DR Congo's national employment office now requires companies to obtain official approval before publishing job advertisements, under a ministerial order made public on March 16, 2026.
Signed on Oct. 9, 2025, by Employment and Labor Minister Ferdinand Massamba Wa Massamba, the order requires any company, organization, or public or private institution seeking to hire to have its job posting vetted by the Office national de l'emploi (ONEM) before it can be published.
The requirement also applies to agencies, media outlets, and platforms involved in publishing or distributing job postings.
Under the order, ONEM is responsible for verifying that job postings comply with legal standards before publication and for granting official approval to each listing.
The ministry said the measure aims to better organize the labor market in the Democratic Republic of Congo, strengthen transparency and oversight of job postings, improve national employment statistics, and combat fraudulent practices targeting job seekers.

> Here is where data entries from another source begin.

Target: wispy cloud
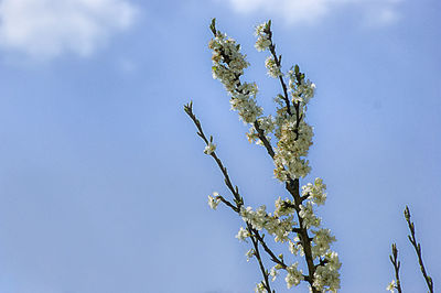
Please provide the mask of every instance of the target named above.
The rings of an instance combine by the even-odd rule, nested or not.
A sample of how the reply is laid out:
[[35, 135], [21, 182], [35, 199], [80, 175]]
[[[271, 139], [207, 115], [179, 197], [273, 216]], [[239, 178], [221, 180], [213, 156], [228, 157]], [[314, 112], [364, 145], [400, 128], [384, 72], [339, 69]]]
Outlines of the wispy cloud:
[[401, 0], [227, 0], [238, 13], [265, 12], [288, 24], [314, 24], [343, 8], [362, 10], [369, 25], [390, 24], [399, 19]]
[[88, 56], [135, 15], [126, 0], [2, 0], [0, 45], [34, 58]]

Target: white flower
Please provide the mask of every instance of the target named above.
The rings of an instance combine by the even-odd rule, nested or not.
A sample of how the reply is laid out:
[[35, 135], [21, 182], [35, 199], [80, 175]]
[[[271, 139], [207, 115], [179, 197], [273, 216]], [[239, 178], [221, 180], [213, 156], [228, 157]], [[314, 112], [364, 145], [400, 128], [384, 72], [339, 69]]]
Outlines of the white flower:
[[268, 291], [267, 291], [267, 289], [265, 287], [265, 285], [260, 282], [260, 283], [258, 283], [258, 284], [256, 285], [255, 292], [256, 292], [256, 293], [267, 293]]
[[219, 195], [218, 193], [213, 193], [213, 196], [208, 195], [208, 206], [213, 209], [216, 209], [218, 204], [220, 203], [220, 199], [217, 198], [217, 196]]
[[330, 249], [330, 245], [335, 241], [335, 237], [331, 235], [330, 229], [320, 229], [312, 230], [315, 234], [313, 241], [314, 246], [312, 247], [312, 256], [323, 257], [327, 250]]
[[240, 227], [239, 231], [236, 235], [236, 238], [240, 241], [245, 241], [247, 237], [249, 237], [248, 230], [244, 229], [244, 227]]
[[308, 196], [312, 203], [318, 206], [323, 205], [326, 200], [326, 184], [323, 184], [323, 180], [315, 178], [314, 184], [308, 183], [302, 186], [302, 195]]
[[268, 22], [259, 24], [256, 26], [255, 35], [257, 36], [257, 41], [255, 47], [257, 51], [265, 51], [271, 45], [271, 40], [269, 40], [269, 35], [267, 33]]
[[206, 153], [206, 154], [212, 154], [214, 151], [216, 150], [216, 144], [214, 144], [214, 143], [212, 143], [212, 142], [208, 142], [208, 145], [207, 146], [205, 146], [205, 149], [204, 149], [204, 153]]
[[306, 203], [306, 205], [300, 205], [299, 216], [303, 219], [306, 228], [310, 228], [311, 226], [319, 227], [322, 221], [321, 218], [314, 215], [311, 203]]
[[245, 256], [247, 256], [247, 261], [249, 261], [255, 256], [255, 250], [254, 249], [248, 250], [247, 253], [245, 253]]
[[287, 282], [287, 286], [288, 289], [290, 289], [291, 286], [297, 286], [298, 284], [300, 284], [300, 281], [303, 280], [303, 273], [302, 270], [298, 270], [297, 265], [299, 263], [295, 262], [292, 265], [287, 268], [287, 276], [284, 278], [284, 281]]
[[277, 275], [279, 274], [279, 271], [276, 269], [276, 267], [272, 267], [271, 270], [269, 271], [269, 275], [272, 276], [271, 281], [275, 282]]
[[394, 292], [395, 291], [395, 280], [392, 280], [386, 287], [387, 291]]
[[338, 270], [342, 263], [338, 260], [338, 254], [329, 251], [325, 256], [327, 261], [324, 265], [319, 265], [314, 272], [313, 285], [320, 291], [336, 292], [340, 289]]
[[278, 78], [279, 76], [282, 75], [280, 67], [277, 66], [276, 61], [272, 56], [269, 56], [267, 61], [265, 62], [265, 67], [268, 69], [268, 75]]

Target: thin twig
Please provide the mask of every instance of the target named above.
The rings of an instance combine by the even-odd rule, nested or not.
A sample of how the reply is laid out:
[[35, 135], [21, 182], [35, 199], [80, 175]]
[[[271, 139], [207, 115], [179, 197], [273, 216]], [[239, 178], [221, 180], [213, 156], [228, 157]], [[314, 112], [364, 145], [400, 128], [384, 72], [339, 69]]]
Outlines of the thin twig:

The order sets out penalties for non-compliance. Any company, agency, media outlet, or platform that publishes a job posting without prior ONEM approval faces an administrative fine of $500 per posting, payable in Congolese francs.
ONEM is also tasked with monitoring compliance and collecting any fines imposed.
The order specifies that it took effect on the date of its signing, Oct. 9, 2025. ONEM's public communication on March 16, 2026, therefore marks the disclosure of a measure already legally in force.
The new requirement comes as ONEM has been expanding its role in organizing the labor market. In September 2025, a separate order signed by the same ministry raised the employer contribution to ONEM's funding from 0.2% to 0.5% of payroll.
That increase was intended to boost the institution's resources to support its core missions, including collecting and publishing job postings, placing job seekers, and producing labor market statistics.